Lowering import duties on cars may help Tesla but will hurt the fledgling domestic EV industry

True to style, Tesla founder Elon Mask has set the cat amongst the pigeons, targeting India for its high import duties on cars (100 per cent on cars priced above $40,000 and 60 per cent for those below that). Tesla would like to test the market with imported cars before deciding whether to set up a plant here; the high import duty is an impediment. But the problem is that duties cannot be reduced for just one player, it has to be for the entire category of cars and that’s where the complications start. Domestic players have invested and are investing in electric vehicle (EV) technology and manufacturing plants in a big way, and a lowering of import barriers will not help their cause. While Tesla may not be an immediate threat given that its products address the premium end of the market, the lower barriers will certainly help others who operate in the affordable, mass market category. This includes not just the likes of Hyundai — whose India MD SS Kim voiced support to Musk’s demand — but also a host of EV manfacturers from China who are waiting in the wings. The ‘infant industry’ argument holds here; India’s electric vehicles industry needs protection at this stage to be able to serve the needs of a vast potential market, which will inevitably shift from regular cars and two-wheelers to electric ones in the next few years.
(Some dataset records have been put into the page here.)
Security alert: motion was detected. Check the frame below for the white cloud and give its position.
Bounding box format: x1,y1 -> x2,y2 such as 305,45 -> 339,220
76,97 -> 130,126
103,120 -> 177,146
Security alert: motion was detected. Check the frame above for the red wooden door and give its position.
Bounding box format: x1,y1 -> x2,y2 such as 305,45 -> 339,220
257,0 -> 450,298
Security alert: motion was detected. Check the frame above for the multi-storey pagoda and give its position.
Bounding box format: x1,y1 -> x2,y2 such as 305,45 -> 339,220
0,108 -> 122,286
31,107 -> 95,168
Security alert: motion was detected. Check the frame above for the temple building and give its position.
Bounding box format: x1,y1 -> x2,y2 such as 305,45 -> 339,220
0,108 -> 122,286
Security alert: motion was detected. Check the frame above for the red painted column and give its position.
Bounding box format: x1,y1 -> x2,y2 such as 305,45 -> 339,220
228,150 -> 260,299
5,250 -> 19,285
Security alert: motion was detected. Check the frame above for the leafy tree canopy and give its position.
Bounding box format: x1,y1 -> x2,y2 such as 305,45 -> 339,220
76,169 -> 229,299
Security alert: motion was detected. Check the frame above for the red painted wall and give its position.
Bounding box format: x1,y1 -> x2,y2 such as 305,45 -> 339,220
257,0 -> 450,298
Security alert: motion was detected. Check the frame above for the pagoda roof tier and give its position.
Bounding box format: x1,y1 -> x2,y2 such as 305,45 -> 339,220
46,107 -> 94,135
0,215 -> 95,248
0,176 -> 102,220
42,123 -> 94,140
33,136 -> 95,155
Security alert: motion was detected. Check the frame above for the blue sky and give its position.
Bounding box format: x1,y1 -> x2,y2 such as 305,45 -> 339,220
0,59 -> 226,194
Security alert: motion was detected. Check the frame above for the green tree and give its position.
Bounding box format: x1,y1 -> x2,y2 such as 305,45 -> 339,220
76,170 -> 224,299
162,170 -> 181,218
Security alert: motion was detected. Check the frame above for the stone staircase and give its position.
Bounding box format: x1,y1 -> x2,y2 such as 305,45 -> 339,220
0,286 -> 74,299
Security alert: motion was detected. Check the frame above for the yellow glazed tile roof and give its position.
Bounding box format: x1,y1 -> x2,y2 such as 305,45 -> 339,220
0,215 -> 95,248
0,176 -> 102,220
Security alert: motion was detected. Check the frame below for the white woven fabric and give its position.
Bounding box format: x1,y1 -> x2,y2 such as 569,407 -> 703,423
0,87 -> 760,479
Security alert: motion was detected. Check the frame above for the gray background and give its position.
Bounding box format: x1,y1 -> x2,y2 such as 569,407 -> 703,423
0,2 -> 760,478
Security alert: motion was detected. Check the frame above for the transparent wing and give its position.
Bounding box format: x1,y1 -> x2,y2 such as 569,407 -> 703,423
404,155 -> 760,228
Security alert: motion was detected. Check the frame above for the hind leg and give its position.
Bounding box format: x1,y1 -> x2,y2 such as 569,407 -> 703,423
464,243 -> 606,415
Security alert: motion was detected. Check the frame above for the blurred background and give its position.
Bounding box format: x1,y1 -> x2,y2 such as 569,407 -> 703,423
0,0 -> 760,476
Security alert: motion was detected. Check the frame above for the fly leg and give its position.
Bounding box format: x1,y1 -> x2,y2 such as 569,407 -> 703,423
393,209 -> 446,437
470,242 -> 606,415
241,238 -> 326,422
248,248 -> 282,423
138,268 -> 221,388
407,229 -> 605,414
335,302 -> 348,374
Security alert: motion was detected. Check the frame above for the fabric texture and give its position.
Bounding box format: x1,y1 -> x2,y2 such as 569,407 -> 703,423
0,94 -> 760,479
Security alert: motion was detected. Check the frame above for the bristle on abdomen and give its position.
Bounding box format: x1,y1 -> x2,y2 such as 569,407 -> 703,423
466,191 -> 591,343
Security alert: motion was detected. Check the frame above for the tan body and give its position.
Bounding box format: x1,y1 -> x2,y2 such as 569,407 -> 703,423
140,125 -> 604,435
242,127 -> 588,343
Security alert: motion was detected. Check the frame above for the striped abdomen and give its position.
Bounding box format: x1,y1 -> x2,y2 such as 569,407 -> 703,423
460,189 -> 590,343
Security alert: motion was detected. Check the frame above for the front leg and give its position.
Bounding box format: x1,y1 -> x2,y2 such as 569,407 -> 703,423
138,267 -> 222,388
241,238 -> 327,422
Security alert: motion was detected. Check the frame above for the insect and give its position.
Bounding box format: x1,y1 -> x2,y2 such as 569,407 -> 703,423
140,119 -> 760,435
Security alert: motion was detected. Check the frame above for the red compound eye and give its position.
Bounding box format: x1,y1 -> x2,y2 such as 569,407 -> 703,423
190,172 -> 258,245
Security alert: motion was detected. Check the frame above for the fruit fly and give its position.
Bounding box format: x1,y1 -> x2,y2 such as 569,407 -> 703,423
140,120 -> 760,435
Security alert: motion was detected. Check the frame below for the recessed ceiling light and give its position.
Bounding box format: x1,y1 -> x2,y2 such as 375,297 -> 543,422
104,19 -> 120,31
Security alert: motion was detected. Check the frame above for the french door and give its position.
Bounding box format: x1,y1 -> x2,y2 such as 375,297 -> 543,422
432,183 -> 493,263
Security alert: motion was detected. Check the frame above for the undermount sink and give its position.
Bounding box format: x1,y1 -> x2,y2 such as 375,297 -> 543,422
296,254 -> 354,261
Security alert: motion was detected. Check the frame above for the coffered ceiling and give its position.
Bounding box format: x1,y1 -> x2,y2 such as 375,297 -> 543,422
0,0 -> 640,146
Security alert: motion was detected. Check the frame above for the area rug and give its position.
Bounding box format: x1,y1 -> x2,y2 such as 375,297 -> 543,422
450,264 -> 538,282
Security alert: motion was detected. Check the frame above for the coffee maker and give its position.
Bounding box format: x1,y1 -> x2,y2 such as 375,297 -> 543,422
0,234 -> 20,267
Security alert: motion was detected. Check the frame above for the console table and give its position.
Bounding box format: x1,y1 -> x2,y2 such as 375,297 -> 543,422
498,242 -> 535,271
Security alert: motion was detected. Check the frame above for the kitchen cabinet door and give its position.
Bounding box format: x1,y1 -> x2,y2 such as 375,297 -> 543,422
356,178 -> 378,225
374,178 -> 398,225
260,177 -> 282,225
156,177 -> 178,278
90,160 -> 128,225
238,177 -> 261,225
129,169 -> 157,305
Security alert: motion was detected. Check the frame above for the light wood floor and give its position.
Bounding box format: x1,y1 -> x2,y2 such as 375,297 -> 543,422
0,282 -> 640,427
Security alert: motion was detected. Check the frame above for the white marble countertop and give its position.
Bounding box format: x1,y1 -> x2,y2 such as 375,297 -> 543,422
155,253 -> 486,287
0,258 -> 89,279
The share of EVs is expected to rise sharply from current levels of 2 per cent on the back of government incentives for EV adoption and, of course, rising fuel prices. There’s little doubt that India should develop its own EV industry. The situation now is similar to what the car industry faced in the early 1990s when a wave of multinational carmakers, attracted by the opening up of the economy, descended on India with their screw-driver assembly projects. The then government raised import duties on knocked-down assembly kits and pushed the multinationals to set up integrated manufacturing plants in India by offering them attractive incentives. The automotive industry is now reaping the rewards of that policy which was framed against much opposition. Indeed, India would not be boasting of a thriving auto industry now, complete with the components ecosystem, if it had not turned “protectionist” then. Cut to 2021 and the country is faced with a similar situation on EVs. The additional factor now is that the domestic auto industry is mature and capable of investing and servicing the expected demand.

That said, India should encourage leading players to invest by providing world-class infrastructure and logistics, while ensuring that they procure locally. It is noteworthy that some of India’s EV component makers are suppliers to global majors. As for Tesla, if the company sees promise in the Indian market, it would drive in for sure. Presently the addressable market for Tesla in India is not high enough to justify investment in a plant. And that answers the question of why Elon Musk wants import duties slashed.